London Inter Bank Offered Rate (LIBOR) is the most important short term interest rate parameter used for lending and borrowing across the world. LIBOR is determined by the British Bankers' Association on a daily basis for 10 currencies with 15 maturities quoted for each. The LIBOR rates are determined for period ranging from overnight to 12 Months. Given the combination, 150 different rates are created for each business day.

LIBOR is the rate at which banks lend money to one another. This rate is determined using a method of polling. Banks participating in LIBOR rate determination are asked to answer the following question,' At what rate could you borrow funds, were you to do so by asking for and then accepting inter-bank offers in a reasonable market size just prior to 11 am?" (Within quotes information from BBA website) It is important to note here that,'reasonable market size' is loosely defined and there is no specification for it.

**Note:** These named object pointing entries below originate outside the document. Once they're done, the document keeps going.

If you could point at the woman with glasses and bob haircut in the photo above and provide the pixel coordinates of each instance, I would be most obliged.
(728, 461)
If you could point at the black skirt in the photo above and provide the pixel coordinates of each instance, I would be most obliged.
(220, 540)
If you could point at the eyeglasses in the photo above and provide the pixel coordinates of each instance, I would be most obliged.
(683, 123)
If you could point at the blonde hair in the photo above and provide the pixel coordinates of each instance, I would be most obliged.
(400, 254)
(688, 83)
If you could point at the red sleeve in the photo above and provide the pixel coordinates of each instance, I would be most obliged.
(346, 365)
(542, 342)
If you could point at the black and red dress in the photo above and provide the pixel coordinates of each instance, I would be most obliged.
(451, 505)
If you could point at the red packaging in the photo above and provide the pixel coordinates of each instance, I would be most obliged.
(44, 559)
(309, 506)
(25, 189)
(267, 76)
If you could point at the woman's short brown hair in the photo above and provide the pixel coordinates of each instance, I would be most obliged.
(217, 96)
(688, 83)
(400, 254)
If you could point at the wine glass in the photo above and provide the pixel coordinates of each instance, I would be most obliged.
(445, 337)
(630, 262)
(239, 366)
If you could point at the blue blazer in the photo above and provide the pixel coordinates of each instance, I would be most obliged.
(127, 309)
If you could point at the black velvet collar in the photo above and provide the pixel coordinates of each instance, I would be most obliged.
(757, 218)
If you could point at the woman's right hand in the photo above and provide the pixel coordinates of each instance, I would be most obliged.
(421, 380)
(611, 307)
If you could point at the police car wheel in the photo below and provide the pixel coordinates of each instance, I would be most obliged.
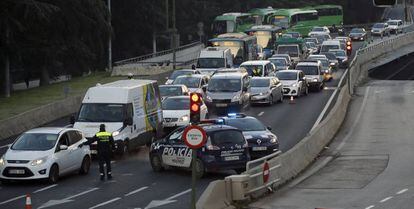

LIBOR is calculated for the following currencies:
• Swiss Franc (CHF)
• Canadian Dollar (CAD)
• Australian Dollar (AUD)
• Euro (EUR)
• Danish Kroner (DKK)
• Swedish Krona (SEK)
• New Zealand Dollar (NZD)
• Pound Sterling (GBP)
• United States Dollar (USD)
• Japanese Yen (JPY)

A range of 8 to 20 banks contributor for determination of LIBOR rates. The selection of these banks is done on the basis of their 'reputation, scale of activity in the London market, and perceived expertise in the currency concerned, and giving due consideration to credit standing'. As per BBA,' Each panel for the 10 currencies, ranging from 8 to 20 contributors, is chosen by the independent Foreign Exchange and Money Markets Committee (FX&MM Committee) to give the best representation of activity within the London money market for a particular currency. Therefore, with all due to consideration to current economic situations, BBA LIBOR submissions from panel members will be on average the lowest interbank unsecured loan offers within the money market that are on offer'. (Within quotes information from BBA website)

BBA receives the quotes from the contributor banks and ranks the quotes from highest to lowest. For example if 12 banks have contributed the data, it would rank the rates from highest rate to the lowest rate. After the ranking has been done, the BBA drops the highest and lowest 25% of the contributors. This means out of 12, top 3 and bottom 3 are excluded from the list of the contributors. For remaining 6 it takes average. The result is the official BBA London Interbank Offered Rate (LIBOR) for the specific currency and maturity.